In Phase 2, we opted for an inclusive recruitment strategy to increase diversity in our sample, which to a certain extent was achieved. Clear description of the context combined with a detailed account of participant characteristics enhances the transferability of our findings across NHS Scotland. Interviewers had no personal, clinical or professional relationship with the participants, which enhances the credibility of our data. However, specific limitations warrant comment. Due to time constraints, we opted for a convenience rather purposive sampling, which in conjunction to a small sample size, may limit the representativeness of experiences described in our sample. Specifically, our findings seem to be more skewed towards people already having positive views towards PROMs, patients rather than family members/carers, and GPs and pharmacists than registered nurses or medical consultants. However, our interviews did yield rather rich datasets with good variability of experiences, which was also confirmed by mapping findings to the 14 content domains of PROMs identified in Phase 1.

Conclusion

All evidence considered, it is sensible to suggest combining psychometrically robust PROMs or domains across PROMs into a bespoke PROM that addresses the four core PROs of the multifaceted experience of polypharmacy in a comprehensive, yet succinct, way.
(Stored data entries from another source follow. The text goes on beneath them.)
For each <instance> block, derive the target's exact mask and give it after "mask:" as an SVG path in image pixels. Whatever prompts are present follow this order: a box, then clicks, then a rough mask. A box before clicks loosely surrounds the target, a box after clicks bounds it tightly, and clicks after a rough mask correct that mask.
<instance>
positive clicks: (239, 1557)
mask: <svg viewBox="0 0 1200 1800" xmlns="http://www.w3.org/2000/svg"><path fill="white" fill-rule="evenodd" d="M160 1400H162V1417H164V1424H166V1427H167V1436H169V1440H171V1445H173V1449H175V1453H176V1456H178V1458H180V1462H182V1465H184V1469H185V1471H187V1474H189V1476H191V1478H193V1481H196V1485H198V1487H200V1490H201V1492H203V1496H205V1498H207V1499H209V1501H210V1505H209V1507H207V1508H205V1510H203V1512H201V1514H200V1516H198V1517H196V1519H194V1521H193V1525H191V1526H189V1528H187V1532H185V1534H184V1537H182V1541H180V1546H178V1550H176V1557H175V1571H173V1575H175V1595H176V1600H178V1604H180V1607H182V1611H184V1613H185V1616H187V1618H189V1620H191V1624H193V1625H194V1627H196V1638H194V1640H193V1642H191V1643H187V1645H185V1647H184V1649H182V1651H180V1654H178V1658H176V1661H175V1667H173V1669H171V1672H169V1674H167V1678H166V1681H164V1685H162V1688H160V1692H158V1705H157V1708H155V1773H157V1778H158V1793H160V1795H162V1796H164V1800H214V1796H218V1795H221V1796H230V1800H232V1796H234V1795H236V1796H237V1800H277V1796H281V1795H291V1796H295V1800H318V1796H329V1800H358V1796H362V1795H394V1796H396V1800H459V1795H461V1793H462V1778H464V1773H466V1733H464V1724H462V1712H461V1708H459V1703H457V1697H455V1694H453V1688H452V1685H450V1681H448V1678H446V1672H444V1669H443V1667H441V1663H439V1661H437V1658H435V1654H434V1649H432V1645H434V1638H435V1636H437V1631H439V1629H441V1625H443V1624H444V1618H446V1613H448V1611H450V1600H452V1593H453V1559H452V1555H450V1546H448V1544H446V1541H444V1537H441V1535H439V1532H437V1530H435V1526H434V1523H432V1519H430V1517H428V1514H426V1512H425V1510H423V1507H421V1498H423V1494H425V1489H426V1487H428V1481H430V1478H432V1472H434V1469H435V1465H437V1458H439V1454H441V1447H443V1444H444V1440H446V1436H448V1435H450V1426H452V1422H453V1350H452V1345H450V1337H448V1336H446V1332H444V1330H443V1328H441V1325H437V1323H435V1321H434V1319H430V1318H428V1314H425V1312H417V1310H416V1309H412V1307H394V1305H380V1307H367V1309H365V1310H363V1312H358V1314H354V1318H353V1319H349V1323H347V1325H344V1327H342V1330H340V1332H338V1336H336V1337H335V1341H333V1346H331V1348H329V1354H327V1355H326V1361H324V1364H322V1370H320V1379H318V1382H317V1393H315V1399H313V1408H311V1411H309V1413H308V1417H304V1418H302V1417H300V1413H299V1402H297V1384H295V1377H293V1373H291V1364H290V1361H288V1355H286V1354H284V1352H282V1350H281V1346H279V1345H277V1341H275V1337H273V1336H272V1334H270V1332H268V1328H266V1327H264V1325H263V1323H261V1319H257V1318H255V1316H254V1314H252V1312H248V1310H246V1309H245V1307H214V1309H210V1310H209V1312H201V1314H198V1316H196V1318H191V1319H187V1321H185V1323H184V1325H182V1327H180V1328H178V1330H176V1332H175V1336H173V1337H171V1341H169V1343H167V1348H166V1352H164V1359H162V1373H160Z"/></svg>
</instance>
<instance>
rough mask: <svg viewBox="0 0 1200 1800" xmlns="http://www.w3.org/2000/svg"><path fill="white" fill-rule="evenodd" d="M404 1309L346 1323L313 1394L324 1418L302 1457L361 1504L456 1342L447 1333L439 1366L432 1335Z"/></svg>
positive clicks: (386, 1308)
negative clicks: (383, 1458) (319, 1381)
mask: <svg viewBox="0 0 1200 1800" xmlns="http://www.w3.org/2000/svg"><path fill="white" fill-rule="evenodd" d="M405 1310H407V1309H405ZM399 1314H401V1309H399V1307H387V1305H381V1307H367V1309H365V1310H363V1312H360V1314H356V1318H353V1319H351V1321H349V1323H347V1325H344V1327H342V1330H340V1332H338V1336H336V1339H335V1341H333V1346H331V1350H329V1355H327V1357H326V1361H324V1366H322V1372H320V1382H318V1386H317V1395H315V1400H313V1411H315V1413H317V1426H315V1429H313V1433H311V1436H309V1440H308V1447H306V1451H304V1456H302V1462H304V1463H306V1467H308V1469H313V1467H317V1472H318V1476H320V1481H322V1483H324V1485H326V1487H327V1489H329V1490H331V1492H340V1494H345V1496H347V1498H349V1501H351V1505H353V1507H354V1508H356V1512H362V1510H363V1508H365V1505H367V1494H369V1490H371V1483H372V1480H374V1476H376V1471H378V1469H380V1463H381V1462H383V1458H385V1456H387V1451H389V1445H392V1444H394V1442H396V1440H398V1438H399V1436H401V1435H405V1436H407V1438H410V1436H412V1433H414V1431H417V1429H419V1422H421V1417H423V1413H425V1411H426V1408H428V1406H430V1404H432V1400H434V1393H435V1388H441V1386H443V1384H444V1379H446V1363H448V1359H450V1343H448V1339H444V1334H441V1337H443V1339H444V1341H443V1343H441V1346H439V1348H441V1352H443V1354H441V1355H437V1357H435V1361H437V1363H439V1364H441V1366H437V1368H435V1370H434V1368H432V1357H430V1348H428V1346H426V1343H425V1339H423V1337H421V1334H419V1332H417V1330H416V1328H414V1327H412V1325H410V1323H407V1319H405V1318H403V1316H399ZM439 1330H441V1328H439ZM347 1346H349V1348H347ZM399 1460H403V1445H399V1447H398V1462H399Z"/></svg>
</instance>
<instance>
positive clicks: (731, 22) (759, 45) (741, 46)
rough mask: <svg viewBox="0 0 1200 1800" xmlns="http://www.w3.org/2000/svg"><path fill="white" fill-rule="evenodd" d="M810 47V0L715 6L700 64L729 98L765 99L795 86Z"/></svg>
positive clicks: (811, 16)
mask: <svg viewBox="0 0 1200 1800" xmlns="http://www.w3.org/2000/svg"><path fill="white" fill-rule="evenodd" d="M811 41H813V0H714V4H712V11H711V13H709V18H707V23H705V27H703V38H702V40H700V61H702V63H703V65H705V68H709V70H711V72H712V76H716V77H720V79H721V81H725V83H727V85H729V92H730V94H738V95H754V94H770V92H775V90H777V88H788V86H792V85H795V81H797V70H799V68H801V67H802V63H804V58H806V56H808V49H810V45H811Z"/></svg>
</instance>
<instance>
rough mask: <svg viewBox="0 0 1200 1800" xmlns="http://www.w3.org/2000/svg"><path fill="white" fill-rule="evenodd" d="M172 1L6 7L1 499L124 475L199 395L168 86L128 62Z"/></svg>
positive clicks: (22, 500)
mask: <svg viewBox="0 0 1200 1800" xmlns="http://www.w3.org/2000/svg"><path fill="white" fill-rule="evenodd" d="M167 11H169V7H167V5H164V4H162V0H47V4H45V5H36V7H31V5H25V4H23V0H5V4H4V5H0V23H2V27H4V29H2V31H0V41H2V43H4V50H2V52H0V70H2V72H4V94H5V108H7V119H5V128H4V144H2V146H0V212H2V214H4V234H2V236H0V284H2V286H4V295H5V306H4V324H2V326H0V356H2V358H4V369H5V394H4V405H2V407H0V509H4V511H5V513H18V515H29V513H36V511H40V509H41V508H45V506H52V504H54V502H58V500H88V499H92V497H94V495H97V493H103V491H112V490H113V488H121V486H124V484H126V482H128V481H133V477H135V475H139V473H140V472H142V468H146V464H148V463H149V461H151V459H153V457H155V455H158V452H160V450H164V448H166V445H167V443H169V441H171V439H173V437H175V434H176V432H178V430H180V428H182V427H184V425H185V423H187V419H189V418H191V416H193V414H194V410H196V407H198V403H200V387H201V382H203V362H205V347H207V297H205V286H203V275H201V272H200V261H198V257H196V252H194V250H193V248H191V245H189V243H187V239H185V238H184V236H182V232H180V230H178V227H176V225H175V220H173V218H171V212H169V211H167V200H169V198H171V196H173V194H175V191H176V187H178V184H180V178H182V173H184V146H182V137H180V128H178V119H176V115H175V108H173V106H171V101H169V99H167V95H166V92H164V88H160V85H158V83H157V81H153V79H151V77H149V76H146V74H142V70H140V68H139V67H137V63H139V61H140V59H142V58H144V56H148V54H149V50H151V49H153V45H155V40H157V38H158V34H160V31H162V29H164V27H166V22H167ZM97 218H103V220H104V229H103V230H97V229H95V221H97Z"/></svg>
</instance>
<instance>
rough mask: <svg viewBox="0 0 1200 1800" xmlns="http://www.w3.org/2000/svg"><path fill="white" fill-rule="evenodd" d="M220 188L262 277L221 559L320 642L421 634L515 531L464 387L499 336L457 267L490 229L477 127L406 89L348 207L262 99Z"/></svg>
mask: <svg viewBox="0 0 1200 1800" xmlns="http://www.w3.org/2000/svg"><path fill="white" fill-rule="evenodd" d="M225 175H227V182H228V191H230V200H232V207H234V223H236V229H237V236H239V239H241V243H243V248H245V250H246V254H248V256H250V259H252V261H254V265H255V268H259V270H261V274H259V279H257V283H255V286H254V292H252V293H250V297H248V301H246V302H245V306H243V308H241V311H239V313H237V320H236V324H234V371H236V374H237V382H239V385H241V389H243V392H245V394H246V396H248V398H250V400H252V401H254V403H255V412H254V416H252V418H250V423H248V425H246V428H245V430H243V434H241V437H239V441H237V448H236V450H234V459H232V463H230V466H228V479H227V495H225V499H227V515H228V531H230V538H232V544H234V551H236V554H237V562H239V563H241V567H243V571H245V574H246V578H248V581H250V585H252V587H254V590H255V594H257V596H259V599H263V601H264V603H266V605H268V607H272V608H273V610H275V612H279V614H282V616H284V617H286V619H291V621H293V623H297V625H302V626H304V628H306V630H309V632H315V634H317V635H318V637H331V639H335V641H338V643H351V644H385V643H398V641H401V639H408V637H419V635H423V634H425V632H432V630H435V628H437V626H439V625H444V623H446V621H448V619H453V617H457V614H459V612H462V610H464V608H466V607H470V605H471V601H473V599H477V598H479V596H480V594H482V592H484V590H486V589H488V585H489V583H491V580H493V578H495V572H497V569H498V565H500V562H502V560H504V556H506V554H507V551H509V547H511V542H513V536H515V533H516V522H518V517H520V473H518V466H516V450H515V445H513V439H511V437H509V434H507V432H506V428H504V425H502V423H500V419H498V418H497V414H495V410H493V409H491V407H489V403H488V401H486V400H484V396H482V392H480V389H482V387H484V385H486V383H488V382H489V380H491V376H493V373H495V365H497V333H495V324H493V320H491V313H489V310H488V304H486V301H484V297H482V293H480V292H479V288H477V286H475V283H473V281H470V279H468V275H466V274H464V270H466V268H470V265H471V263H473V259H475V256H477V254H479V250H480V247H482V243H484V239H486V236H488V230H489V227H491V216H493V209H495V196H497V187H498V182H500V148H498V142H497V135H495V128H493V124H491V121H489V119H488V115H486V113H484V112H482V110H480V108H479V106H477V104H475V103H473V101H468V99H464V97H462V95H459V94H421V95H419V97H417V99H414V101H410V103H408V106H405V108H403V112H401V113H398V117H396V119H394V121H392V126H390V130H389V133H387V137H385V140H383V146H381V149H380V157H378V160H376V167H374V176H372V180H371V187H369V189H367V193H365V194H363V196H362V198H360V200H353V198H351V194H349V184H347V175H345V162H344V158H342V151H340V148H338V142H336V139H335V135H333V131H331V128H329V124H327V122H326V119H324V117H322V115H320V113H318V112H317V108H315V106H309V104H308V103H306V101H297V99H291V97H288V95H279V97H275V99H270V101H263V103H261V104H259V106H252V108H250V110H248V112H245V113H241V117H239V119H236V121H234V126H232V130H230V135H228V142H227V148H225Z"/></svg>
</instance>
A pragmatic approach to the clinical integration of a PROM (within NHS Scotland and beyond) will be essential to increase its uptake by healthcare teams and aid towards identification of medicine safety issues, prevention of inappropriate polypharmacy, and personalization of the treatment plan according to patients’ and family members’ and carers’ changing needs and expectations.

Ethics Approval

Ethical approval was obtained from the University of Glasgow’s School of Medicine, Veterinary and Life Sciences Ethics Committee (Ref. no.: 200180126; 30/04/19) to ensure that all ethical sensitivities were accounted for, and that appropriate standards were met in relation to key areas including confidentiality, anonymity and data protection.

Acknowledgements

We would like to thank Annabel Farnood (University of Glasgow) for her assistance with data collection during the qualitative interviews, and Paul Cannon (University of Glasgow) for his assistance with devising the search strategies for the rapid review.

Author Contributions

All authors made substantial contributions to conception and design, acquisition of data, or analysis and interpretation of data; took part in drafting the article or revising it critically for important intellectual content; gave final approval of the version to be published; and agree to be accountable for all aspects of the work.

Disclosure

The authors report no conflicts of interest in this work.